Many residual property market plans have shifted away from their original mission as insurers of urban properties into major providers of insurance in high-risk coastal areas. Moreover, many of these plans operate at deficits, or from slim positions of surplus, even in years with little or no catastrophe losses, the paper adds.
The 2.84 million U.S. residential and commercial property insurance policies in-force in 2010 were primarily acquired from one of 30-plus Fair Access to Insurance (FAIR) Plans or six Beach or Windstorm Plans, the report states. The 2.841 million residual market policies in-force last year was a slight uptick from the previous record of 2.840 million, set in 2007. The cumulative exposure to loss in the U.S. residual property insurance market totaled $757.9 billion in 2010, down from 2007’s record-high of $771.9 billion, the I.I.I.’s white paper states.
The claims-paying capacity of FAIR, Beach and Windstorm Plans are relatively limited and often exhausted quickly in the event of a severe storm. The appeal of state-subsidized property insurance premium rates, however, has had an adverse impact on private-sector insurers in the U.S., the co-authors contend.
“In 2010, the property/casualty industry recorded sluggish premium growth of 0.9 percent—the first gain on an annual basis since 2006. It followed three consecutive years of negative premium growth (-3.7 percent in 2009, -1.3 percent in 2008 and -0.6 percent in 2007),” Dr. Hartwig and Ms. Wilkinson write. “While this is a result of a combination of different factors, one reason is the leakage of premium to residual market mechanisms. This has the ultimate effect of reducing options in the private marketplace, another negative for insurance buyers.”
Besides giving an overview of the claims-paying capacity and latest legislative developments governing the operation of Florida Citizens Property Insurance Corporation, the nation’s largest property insurer of last resort in terms of policy count (1.4 million, as of May 31, 2011) and exposure ($460.7 billion, as of year-end 2010), the I.I.I.’s updated residual market white paper also assesses the finances of the state-run property insurers of last resort in Alabama, Louisiana, Massachusetts, Mississippi, North Carolina, South Carolina and Texas.

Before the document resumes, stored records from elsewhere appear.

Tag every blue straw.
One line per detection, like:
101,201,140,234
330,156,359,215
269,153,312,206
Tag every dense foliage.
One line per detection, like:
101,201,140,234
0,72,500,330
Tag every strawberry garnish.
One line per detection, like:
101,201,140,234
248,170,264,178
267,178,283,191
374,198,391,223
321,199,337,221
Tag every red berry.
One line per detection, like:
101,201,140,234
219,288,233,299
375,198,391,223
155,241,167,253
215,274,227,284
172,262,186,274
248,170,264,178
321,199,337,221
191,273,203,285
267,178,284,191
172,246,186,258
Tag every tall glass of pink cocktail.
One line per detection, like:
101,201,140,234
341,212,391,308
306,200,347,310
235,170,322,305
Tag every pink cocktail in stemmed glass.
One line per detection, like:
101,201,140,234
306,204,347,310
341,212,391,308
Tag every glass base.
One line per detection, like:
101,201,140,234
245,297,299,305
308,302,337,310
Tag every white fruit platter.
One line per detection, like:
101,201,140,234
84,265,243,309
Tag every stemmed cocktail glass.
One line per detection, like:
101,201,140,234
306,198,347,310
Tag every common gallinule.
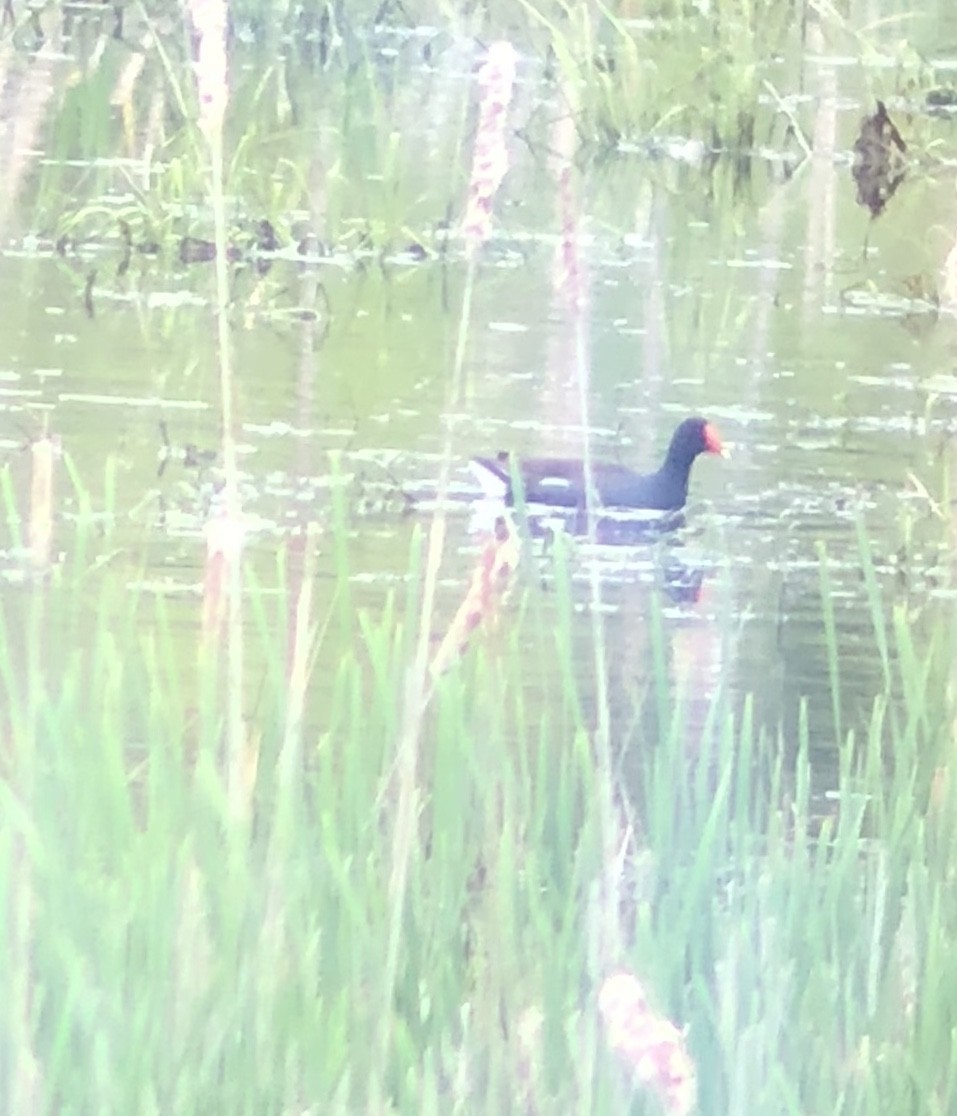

“When [Florida] Citizens incurs a deficit following a storm, it is required to impose assessments on insurers doing business in the state that are then passed on to their policyholders in the form of a surcharge,” the I.I.I.’s white paper states. “Following legislative reforms enacted in 2007 the base for assessments to pay for Citizens deficits expanded from property insurance to auto, liability and other lines of insurance, with the exception of medical malpractice and workers compensation, thus placing the burden of paying for the next big storm on all Floridians, even those with no exposure at all to hurricane losses.”
The 52-page report includes a summary of the major natural catastrophe legislative proposals pending in Congress.